The rendering in both the linework and the coloring changes depending on where Boetema’s consciousness ends up, and the lettering becomes more reliant on symbols rather than text. Alien tigers speak in a language that looks like claw slashes. Alien snakes speak in a tongue presented as wavy, vibrating lines. There are so many cool little details in each jump, and I hope there’s an Afar sequel because I want to see this creative team spend more time in these different worlds. Boetema is a living cloud for a single panel, but it introduces all kinds of intriguing questions: What does that civilization look like? What abilities does she gain in this body? What is the life story of that cloud?
As Boetema learns later from an insectoid guru, her powers evolve as she gets used to them, and getting a flood of memories from her host body is one of the first indications that she’s growing. When she finally makes it back to Lindu’s body, she has her first memory download, presented with three pages using a nine-panel grid, which is one of the best layouts for providing a lot of information. Different colors are used to quickly separate individual memories that vary in length, and the combination of the layout and the coloring is an intelligent, concise way of making this information easy for readers to follow while also reinforcing the aggressive assault this memory deluge makes on Boetema.

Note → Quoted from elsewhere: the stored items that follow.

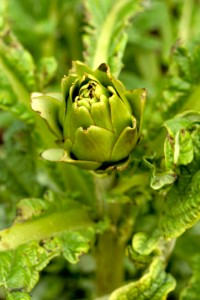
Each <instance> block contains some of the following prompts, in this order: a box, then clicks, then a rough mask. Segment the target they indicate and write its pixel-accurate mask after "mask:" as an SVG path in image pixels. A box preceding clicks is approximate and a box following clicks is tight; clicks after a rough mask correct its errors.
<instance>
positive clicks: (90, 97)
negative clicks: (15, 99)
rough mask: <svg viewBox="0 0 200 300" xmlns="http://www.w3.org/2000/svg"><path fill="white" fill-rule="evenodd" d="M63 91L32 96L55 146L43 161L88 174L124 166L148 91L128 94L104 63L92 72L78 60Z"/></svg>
mask: <svg viewBox="0 0 200 300" xmlns="http://www.w3.org/2000/svg"><path fill="white" fill-rule="evenodd" d="M61 87H62V93H61V94H56V93H49V94H46V95H43V94H38V93H33V95H32V108H33V110H35V111H37V112H39V113H40V115H41V117H43V118H44V119H45V120H46V122H47V124H48V126H49V128H50V130H51V131H52V132H53V133H54V134H55V136H56V137H57V143H58V145H59V148H55V149H48V150H45V151H44V152H43V153H42V157H43V158H45V159H48V160H52V161H64V162H68V163H70V164H74V165H77V166H79V167H81V168H84V169H88V170H96V171H105V170H110V169H113V168H118V169H120V168H123V167H124V166H125V165H126V164H127V162H128V160H129V156H130V153H131V152H132V150H133V149H134V147H135V145H136V143H137V141H138V139H139V136H140V129H141V121H142V115H143V108H144V102H145V98H146V91H145V90H144V89H136V90H132V91H126V89H125V88H124V86H123V85H122V83H121V82H120V81H119V80H117V79H115V78H113V77H112V75H111V74H110V70H109V68H108V66H107V65H106V64H101V65H100V66H99V68H98V69H97V70H95V71H93V70H91V69H90V68H89V67H87V66H86V65H84V64H83V63H81V62H79V61H76V62H74V65H73V68H72V70H71V71H70V73H69V75H68V76H67V77H64V78H63V79H62V84H61Z"/></svg>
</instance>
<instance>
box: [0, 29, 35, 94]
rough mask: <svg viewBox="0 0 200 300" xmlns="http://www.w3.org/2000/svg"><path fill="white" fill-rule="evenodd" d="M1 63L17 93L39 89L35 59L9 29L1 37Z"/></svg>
mask: <svg viewBox="0 0 200 300" xmlns="http://www.w3.org/2000/svg"><path fill="white" fill-rule="evenodd" d="M0 61H1V67H2V70H3V72H4V73H5V74H6V76H7V77H8V79H9V81H11V84H13V87H14V89H15V91H16V92H17V89H20V90H24V89H26V90H27V91H29V92H30V91H32V90H35V89H36V88H37V84H36V78H35V65H34V61H33V58H32V56H31V55H30V53H29V52H28V51H26V50H25V49H24V48H23V47H22V45H21V44H20V43H19V42H18V41H17V39H16V38H15V37H14V35H13V33H12V32H11V31H10V30H8V29H5V30H4V31H3V32H2V33H1V36H0ZM22 96H23V95H22Z"/></svg>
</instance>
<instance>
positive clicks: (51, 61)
mask: <svg viewBox="0 0 200 300" xmlns="http://www.w3.org/2000/svg"><path fill="white" fill-rule="evenodd" d="M56 71H57V62H56V60H55V58H54V57H52V56H50V57H43V58H42V59H41V60H40V61H39V64H38V66H37V77H38V82H39V85H40V89H41V90H42V89H43V88H44V87H45V86H47V85H48V84H49V83H50V82H51V81H52V79H53V78H54V77H55V75H56Z"/></svg>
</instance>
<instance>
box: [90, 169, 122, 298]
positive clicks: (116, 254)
mask: <svg viewBox="0 0 200 300" xmlns="http://www.w3.org/2000/svg"><path fill="white" fill-rule="evenodd" d="M114 184H115V174H112V175H108V176H107V177H95V187H96V201H97V217H98V219H103V218H104V217H106V216H107V217H108V218H109V220H110V226H109V228H108V229H107V230H106V231H105V232H103V233H102V234H100V235H99V236H98V238H97V246H96V249H95V259H96V267H97V270H96V287H97V295H98V296H102V295H106V294H109V293H110V292H112V291H113V290H115V289H116V288H117V287H119V286H120V285H121V284H122V282H123V279H124V253H125V242H124V240H122V239H121V238H120V232H119V230H120V229H119V227H118V225H117V222H118V220H119V218H120V213H121V207H120V204H119V203H116V202H113V203H112V202H109V201H108V191H109V190H110V189H111V188H112V187H113V186H114Z"/></svg>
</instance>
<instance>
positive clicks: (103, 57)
mask: <svg viewBox="0 0 200 300" xmlns="http://www.w3.org/2000/svg"><path fill="white" fill-rule="evenodd" d="M140 3H141V1H140V0H134V1H132V0H120V1H117V2H116V1H113V0H109V1H100V0H98V1H92V0H88V1H85V6H86V11H87V16H88V25H87V27H86V35H85V36H84V42H85V45H86V54H85V60H86V63H87V64H88V65H90V66H91V67H92V68H93V69H96V68H98V67H99V65H100V64H102V63H107V64H108V65H109V66H110V68H111V72H112V73H113V74H114V75H115V76H117V75H118V74H119V72H120V70H121V67H122V62H121V60H122V56H123V52H124V49H125V46H126V43H127V35H126V32H125V29H126V27H127V23H128V19H129V18H130V17H132V16H134V15H135V14H136V13H138V11H140V9H141V6H140ZM99 7H101V9H99Z"/></svg>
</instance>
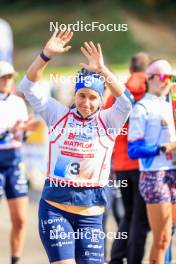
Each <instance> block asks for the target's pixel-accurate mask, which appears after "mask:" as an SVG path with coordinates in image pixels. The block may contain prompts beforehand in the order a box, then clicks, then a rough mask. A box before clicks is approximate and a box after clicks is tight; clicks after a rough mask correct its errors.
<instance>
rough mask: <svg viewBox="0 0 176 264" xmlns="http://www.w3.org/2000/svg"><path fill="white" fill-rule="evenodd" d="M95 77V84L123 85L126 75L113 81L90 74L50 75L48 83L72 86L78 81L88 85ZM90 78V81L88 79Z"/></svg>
mask: <svg viewBox="0 0 176 264" xmlns="http://www.w3.org/2000/svg"><path fill="white" fill-rule="evenodd" d="M94 77H96V82H105V83H107V84H111V83H114V82H115V81H116V82H120V83H124V82H126V80H127V78H128V75H127V74H126V75H124V76H118V77H116V76H115V77H114V79H113V80H112V77H107V78H105V77H104V76H101V75H99V76H98V77H97V74H96V73H95V74H92V75H91V76H78V75H65V76H64V75H60V74H58V73H50V75H49V81H50V82H51V83H54V84H59V83H65V82H68V81H69V82H70V83H73V84H76V83H77V82H78V81H80V82H81V81H84V82H85V84H87V85H89V84H91V82H92V79H93V78H94ZM90 78H92V79H90Z"/></svg>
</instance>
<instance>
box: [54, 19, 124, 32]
mask: <svg viewBox="0 0 176 264" xmlns="http://www.w3.org/2000/svg"><path fill="white" fill-rule="evenodd" d="M66 29H68V30H71V31H86V32H90V31H93V32H94V31H101V32H103V31H108V32H112V31H115V32H119V31H122V32H123V31H128V24H113V23H108V24H104V23H101V22H99V21H92V22H90V23H85V22H84V21H82V20H81V21H79V20H78V21H76V22H75V23H73V24H72V23H69V24H64V23H59V22H58V21H57V22H52V21H50V22H49V30H50V31H51V32H52V31H65V30H66Z"/></svg>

One of the most surprising things about Afar is the cover credit for editor Taneka Stotts, who most recently edited Beyond: The Queer Sci-Fi And Fantasy Comic Anthology and ELEMENTS: Fire, a comics anthology by creators of color. Stotts is building a name for herself as a smart organizer and curator of talent, and putting her name on the cover lets readers know that she’s an integral part of the Afar team. Unlike the writer and artist, it’s much harder to evaluate what the editor’s exact contributions are to the final product, but all the signs of good editing can be seen in Afar: a cohesive creative team, sharp attention to detail, and a story that balances character development with world building. Stotts’ comprehensive understanding of the sci-fi genre makes her a great resource for these two creators as they build their own sci-fi universe, and her presence on the team enriches the material.

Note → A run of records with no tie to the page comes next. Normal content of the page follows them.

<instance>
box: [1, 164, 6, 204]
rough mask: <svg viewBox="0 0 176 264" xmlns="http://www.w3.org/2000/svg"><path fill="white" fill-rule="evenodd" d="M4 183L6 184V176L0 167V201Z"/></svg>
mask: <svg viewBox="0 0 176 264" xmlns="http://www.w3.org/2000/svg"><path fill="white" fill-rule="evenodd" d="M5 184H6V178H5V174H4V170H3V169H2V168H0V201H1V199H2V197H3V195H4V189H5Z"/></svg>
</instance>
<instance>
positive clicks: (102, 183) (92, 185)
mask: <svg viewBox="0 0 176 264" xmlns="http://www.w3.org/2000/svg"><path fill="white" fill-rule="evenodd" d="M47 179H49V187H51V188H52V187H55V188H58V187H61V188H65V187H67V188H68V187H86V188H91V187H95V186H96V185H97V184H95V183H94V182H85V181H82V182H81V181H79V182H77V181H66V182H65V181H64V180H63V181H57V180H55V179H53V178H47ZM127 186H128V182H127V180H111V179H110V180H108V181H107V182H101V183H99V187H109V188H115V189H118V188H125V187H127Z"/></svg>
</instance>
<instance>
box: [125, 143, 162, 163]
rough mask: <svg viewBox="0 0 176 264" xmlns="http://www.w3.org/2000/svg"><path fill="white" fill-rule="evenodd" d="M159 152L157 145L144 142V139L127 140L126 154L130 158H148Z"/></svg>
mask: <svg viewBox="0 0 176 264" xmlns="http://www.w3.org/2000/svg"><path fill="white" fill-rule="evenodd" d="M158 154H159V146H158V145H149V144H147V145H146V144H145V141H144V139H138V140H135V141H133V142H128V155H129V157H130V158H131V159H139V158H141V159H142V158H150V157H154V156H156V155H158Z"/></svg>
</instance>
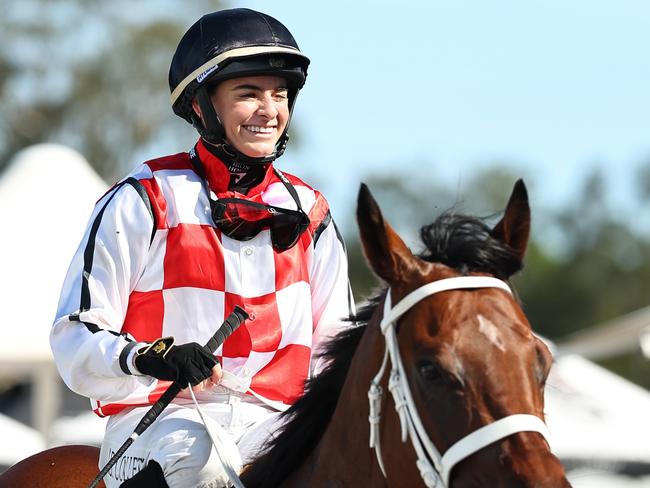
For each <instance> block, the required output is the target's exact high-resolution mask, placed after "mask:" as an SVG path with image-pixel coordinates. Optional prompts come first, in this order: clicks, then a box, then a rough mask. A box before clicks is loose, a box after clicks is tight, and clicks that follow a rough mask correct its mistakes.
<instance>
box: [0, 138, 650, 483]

A YA original graphic novel with an all-female creative team, Afar isn’t the kind of comic you see often from the likes of Image Comics (or Marvel and DC, for that matter), and hopefully the reception will be good enough that this team can reunite for a sequel. Graphic novels tend to be a better value than single issues, and Afar isn’t an exception. It retails for $14.99 in print, which is a very reasonable price considering its page count is double what you would get for that amount in $3.99 single issues, and the digital edition is $3 cheaper. (You can actually get Afar for $7.99 on ComiXology right now, though that price probably won’t last for long.) This is a comic that takes full advantage of the medium’s creative possibilities to craft an emotional, invigorating story, and it would be wonderful if the industry embraced it and opened the door for more original graphic novels executed with this level of care and ambition.